The elder tried his best to understand. He listened faithfully, attentively, to all his sister’s stories—to her perspective. Her belief. Yet unable to grasp it, the Firstborn grew bitter and distant. And when Chaos came to his doorstep, he did not see a companion to walk beside, but an enemy to destroy. When tragedy came, he could not accept it.

So he waged war on Chaos: on change. He began a quest to eliminate the sorrows of the world—to cage them, bind them, and eradicate them. To master them, that they might never do harm again. 

Long he marched, bringing order in his footsteps. Many men rallied to his cause. With his sword he smote ruin upon monsters. With his word he brought rule to many lands. But no weapon could banish his enemy eternal: no magic stopped the serpent from rearing its head.

So again he confronted his sister, begged her help to banish sorrow. Instead, she pleaded with him to stop his war: begged him to accept that tragedy would be and ever had been. Yet nothing convinced him. Nothing steered him from thoughts of eternal stillness—eternal peace.

Thus the elder god made life itself his enemy and sought to bring about its end.

Against this tragedy, the younger sister rallied. She pushed back against her heartbreak and called out to her brother: if she released him from this place, would he abandon his awful path? Might he seek his peace elsewhere, and leave mankind to seek theirs here?

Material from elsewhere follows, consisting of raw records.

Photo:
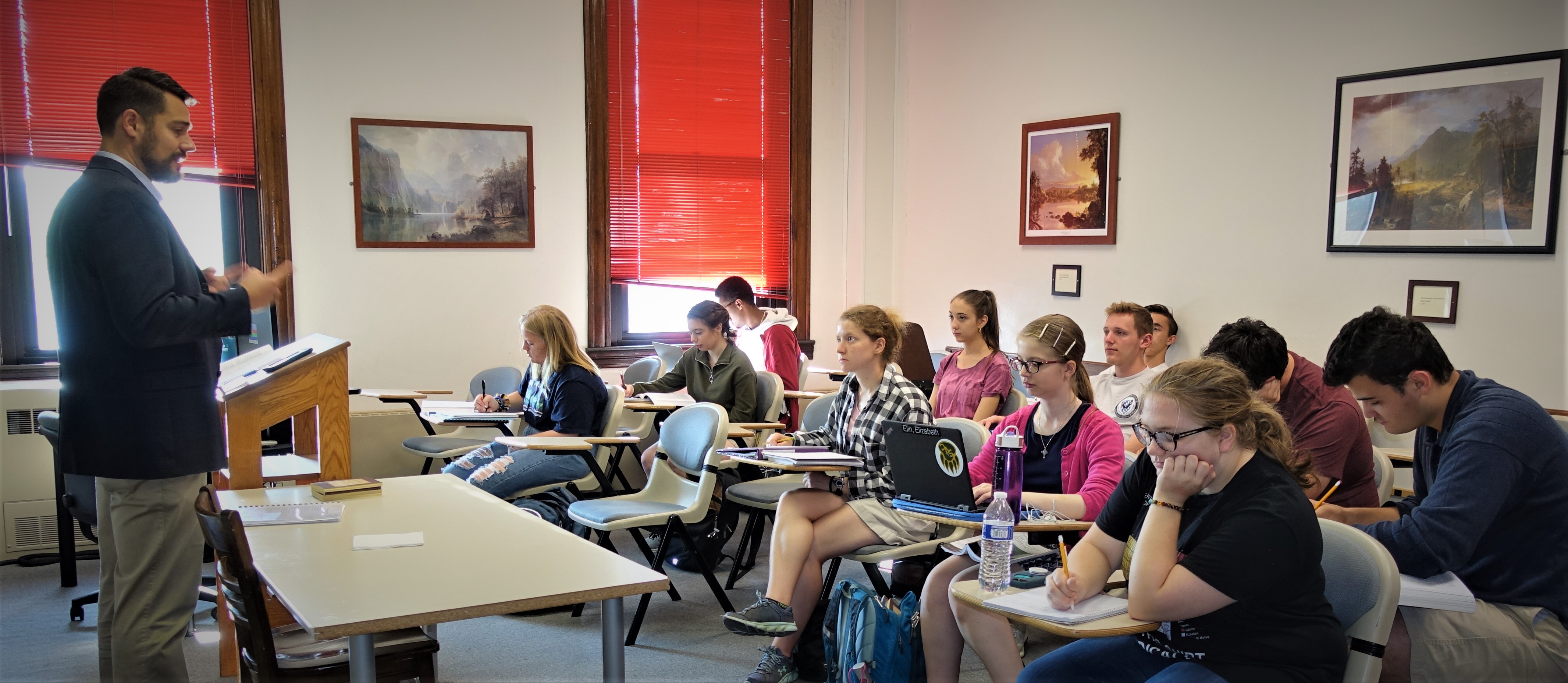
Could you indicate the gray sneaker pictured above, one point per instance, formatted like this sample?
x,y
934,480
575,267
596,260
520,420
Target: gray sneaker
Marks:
x,y
775,668
764,617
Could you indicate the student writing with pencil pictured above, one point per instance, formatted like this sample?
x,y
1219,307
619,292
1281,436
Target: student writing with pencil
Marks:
x,y
1225,549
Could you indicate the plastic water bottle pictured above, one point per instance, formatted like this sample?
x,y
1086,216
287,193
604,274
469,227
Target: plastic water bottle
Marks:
x,y
996,545
1007,470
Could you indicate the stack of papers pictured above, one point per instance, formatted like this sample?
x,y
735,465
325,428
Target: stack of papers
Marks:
x,y
1035,604
291,514
1440,592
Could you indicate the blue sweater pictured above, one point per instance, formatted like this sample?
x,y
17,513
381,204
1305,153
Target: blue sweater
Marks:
x,y
1492,495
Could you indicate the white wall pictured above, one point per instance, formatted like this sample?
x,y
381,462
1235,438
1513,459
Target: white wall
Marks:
x,y
1229,115
432,318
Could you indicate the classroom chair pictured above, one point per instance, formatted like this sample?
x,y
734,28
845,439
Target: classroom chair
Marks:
x,y
458,443
270,654
976,436
1362,583
607,457
1015,399
1382,475
690,439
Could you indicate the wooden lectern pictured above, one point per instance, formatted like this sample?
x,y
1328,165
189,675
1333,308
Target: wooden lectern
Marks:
x,y
314,393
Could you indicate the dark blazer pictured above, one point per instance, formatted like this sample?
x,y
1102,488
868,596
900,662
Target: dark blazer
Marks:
x,y
139,335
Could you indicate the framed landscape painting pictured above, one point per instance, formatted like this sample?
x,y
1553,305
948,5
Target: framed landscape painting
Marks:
x,y
1070,181
1450,159
441,184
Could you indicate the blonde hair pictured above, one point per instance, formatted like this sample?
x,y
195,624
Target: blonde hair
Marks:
x,y
1214,393
879,324
1065,340
561,340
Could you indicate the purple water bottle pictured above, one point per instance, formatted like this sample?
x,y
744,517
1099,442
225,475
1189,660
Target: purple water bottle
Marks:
x,y
1007,473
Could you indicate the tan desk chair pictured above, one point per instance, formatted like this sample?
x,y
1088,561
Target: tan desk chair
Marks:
x,y
458,443
690,439
1362,583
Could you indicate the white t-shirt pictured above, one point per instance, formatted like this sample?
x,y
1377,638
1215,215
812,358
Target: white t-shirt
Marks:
x,y
1122,398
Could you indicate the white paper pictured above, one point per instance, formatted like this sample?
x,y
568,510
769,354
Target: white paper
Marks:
x,y
1035,604
390,541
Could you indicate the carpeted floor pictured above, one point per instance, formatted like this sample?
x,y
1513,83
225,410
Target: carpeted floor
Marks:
x,y
680,641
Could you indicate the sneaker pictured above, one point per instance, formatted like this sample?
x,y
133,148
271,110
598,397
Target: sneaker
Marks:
x,y
764,617
775,668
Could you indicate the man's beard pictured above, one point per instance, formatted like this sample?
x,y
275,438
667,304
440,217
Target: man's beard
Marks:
x,y
162,170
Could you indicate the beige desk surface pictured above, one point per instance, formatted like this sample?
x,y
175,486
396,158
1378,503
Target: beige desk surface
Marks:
x,y
1119,626
1021,527
482,556
563,443
1405,454
791,468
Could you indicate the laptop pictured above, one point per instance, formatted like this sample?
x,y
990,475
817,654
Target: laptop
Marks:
x,y
931,472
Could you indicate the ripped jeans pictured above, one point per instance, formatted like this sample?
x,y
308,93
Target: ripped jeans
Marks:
x,y
502,473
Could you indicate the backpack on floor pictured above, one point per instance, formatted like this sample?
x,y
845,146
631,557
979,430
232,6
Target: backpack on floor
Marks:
x,y
872,640
552,508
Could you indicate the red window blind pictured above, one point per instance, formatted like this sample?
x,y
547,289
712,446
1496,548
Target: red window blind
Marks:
x,y
54,57
698,142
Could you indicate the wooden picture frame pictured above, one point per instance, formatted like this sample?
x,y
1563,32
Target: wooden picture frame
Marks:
x,y
1460,159
1069,181
1434,301
471,187
1062,277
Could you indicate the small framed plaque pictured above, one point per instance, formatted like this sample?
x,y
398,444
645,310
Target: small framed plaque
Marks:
x,y
1434,301
1067,280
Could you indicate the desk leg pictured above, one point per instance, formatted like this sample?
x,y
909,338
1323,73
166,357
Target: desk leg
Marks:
x,y
435,660
612,640
363,658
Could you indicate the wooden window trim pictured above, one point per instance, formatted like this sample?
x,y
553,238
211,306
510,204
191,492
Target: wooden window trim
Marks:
x,y
597,82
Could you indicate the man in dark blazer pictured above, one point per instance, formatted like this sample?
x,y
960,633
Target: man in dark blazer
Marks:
x,y
140,329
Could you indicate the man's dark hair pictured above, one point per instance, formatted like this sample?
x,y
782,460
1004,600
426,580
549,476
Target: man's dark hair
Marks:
x,y
139,89
1166,311
1254,348
1385,348
735,288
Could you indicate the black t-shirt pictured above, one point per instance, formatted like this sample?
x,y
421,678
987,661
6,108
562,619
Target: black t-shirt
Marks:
x,y
1258,542
1043,454
571,401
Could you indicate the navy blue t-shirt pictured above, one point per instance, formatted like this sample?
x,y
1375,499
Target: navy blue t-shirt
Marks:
x,y
571,401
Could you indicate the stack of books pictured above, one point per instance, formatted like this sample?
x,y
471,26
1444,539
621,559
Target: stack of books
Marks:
x,y
1439,592
345,489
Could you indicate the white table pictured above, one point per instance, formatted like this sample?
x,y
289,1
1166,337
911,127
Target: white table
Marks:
x,y
335,591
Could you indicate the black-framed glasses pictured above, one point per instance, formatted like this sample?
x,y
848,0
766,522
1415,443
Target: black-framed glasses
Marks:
x,y
1029,367
1164,440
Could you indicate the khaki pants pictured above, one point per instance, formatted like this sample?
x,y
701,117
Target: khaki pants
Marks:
x,y
151,545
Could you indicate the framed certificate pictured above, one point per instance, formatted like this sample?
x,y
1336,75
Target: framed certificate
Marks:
x,y
1434,301
1067,280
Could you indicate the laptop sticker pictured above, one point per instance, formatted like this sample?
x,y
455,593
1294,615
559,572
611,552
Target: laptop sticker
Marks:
x,y
947,457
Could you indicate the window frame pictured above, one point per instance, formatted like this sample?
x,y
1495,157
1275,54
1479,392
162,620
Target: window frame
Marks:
x,y
607,342
272,198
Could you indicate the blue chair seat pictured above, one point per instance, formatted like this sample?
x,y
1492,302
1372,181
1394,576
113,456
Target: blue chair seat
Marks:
x,y
440,445
764,491
609,509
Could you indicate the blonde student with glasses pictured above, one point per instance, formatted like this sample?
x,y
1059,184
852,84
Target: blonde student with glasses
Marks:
x,y
1073,459
1225,549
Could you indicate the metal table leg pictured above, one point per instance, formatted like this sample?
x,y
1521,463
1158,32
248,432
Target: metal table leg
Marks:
x,y
363,658
612,637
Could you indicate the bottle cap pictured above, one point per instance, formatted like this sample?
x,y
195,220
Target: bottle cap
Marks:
x,y
1010,439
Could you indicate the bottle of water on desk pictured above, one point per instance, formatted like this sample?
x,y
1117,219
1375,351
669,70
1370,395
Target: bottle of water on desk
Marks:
x,y
996,545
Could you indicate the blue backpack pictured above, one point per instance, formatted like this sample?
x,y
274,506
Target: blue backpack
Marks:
x,y
872,640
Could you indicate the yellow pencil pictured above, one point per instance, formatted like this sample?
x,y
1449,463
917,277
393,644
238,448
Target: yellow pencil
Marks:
x,y
1062,549
1330,492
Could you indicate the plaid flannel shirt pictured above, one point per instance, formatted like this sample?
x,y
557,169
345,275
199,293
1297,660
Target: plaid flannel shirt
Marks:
x,y
896,399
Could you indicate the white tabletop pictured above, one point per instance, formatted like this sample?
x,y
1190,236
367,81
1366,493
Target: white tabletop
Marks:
x,y
482,556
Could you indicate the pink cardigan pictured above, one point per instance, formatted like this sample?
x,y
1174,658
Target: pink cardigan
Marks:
x,y
1090,466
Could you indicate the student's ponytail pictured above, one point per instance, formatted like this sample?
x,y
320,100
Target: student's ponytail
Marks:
x,y
1214,393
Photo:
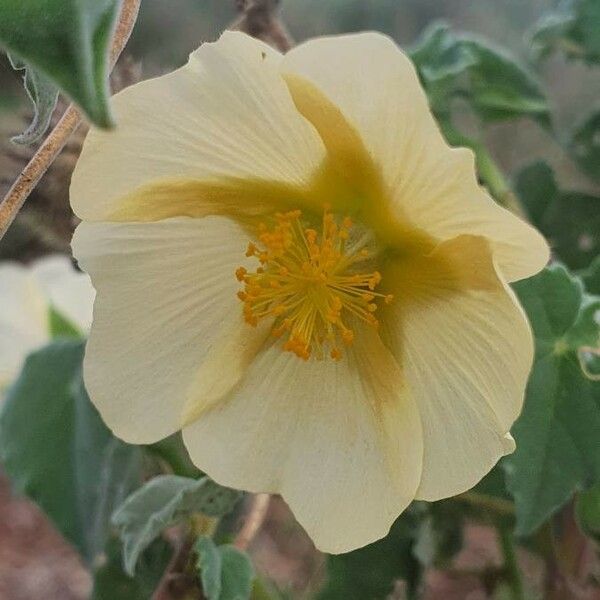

He refused. The men who followed him refused. The enemies of life could not be swayed.

So the younger was forced to act.

With all other paths tread, all remaining strength spent, the goddess offered a final rite. She sacrificed her form and bound her brother to the soil, gave her life to imprison him there. In so doing, she birthed a world of disease, war, and strife: a world wrought with tragedy and sorrow. Yet a world where hope remained for any with resolve to seek it.

Thus the younger imprisoned the older, and let herself fade into the abyss.

But the elder was undeterred; thus began his great work to throw open the Door to Darkness.